Expert Commentary: Mechanistic Insights and Clinical Context
Fenebrutinib’s performance in FENopta is particularly significant given the recent setbacks for other BTK inhibitors, such as evobrutinib, which failed to meet its primary endpoints in Phase 3 trials. Experts suggest that fenebrutinib’s high selectivity and its noncovalent, reversible binding mechanism may be key differentiators. By binding more selectively to BTK, fenebrutinib may minimize off-target inhibition of other kinases (such as TEC or EGFR), which are often linked to the side effects observed with earlier-generation covalent inhibitors.
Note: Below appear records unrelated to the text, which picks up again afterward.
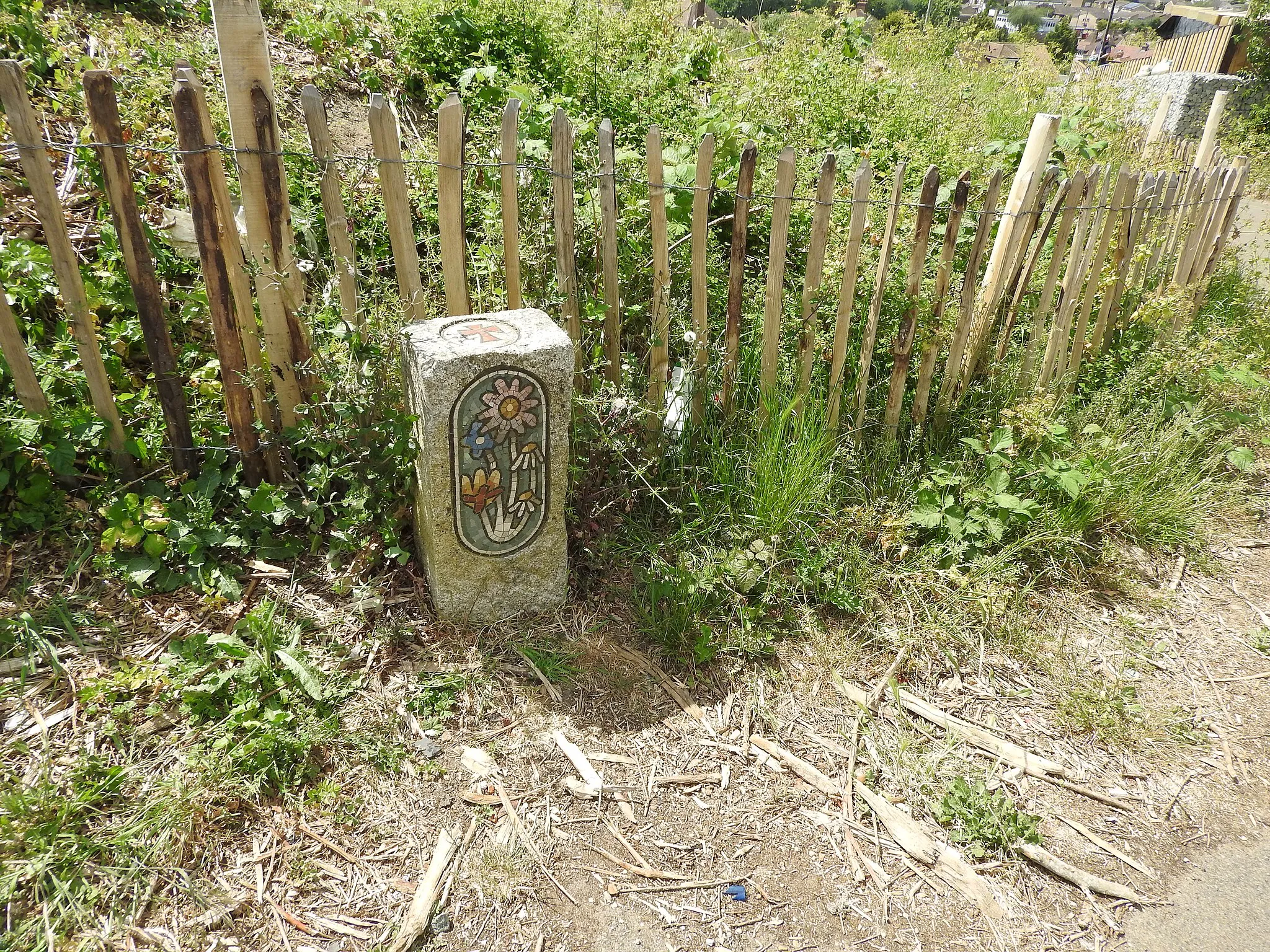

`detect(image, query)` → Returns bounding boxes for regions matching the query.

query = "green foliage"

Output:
[1058,678,1144,744]
[517,641,579,684]
[0,756,188,952]
[405,671,470,729]
[166,602,340,792]
[1046,18,1076,70]
[935,777,1040,859]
Furthermore, fenebrutinib achieves high concentrations in the cerebrospinal fluid (CSF). Given that MS progression is driven largely by CNS-resident cells, the ability of a BTK inhibitor to cross the blood-brain barrier and modulate microglia is a critical requirement for impacting long-term disability progression. While FENopta focused on relapsing MS, the real test for fenebrutinib will be its efficacy in non-relapsing progressive MS, where existing therapies are largely ineffective.
Study limitations include the relatively small sample size and the short duration of the placebo-controlled phase. While the MRI results are robust, radiographic suppression does not always correlate perfectly with long-term disability outcomes. The medical community awaits the Phase 3 results to confirm if these radiographic gains translate into significant reductions in disability accumulation.
Conclusion: The Future of Fenebrutinib in MS Care
The FENopta trial successfully demonstrated that fenebrutinib provides early and robust suppression of focal brain lesions in patients with relapsing MS. Its favorable safety profile and sustained efficacy during the open-label extension position it as a promising candidate in the evolving MS treatment paradigm. If Phase 3 trials confirm these findings and demonstrate an impact on disability progression, fenebrutinib could offer a vital new option for patients seeking therapies that target both peripheral and CNS-compartmentalized inflammation.
Funding and ClinicalTrials.gov
This study was funded by F. Hoffmann-La Roche. The trial is registered with ClinicalTrials.gov (NCT05119569) and EudraCT (2021-003772-14).
References
1. Bar-Or A, Dufek M, Budincevic H, et al. Safety and efficacy of fenebrutinib in relapsing multiple sclerosis (FENopta): a multicentre, double-blind, randomised, placebo-controlled, phase 2 trial and open-label extension study. Lancet Neurol. 2025 Aug;24(8):656-666. doi: 10.1016/S1474-4422(25)00174-7.
2. Krämer J, Bar-Or A, Nowane S, et al. Bruton tyrosine kinase inhibitors for multiple sclerosis. Nat Rev Neurol. 2023;19(11):675-704.
3. Montalban X, Arnold DL, Weber MS, et al. Placebo-Controlled Trial of an Oral BTK Inhibitor in Multiple Sclerosis. N Engl J Med. 2019;380(25):2406-2417.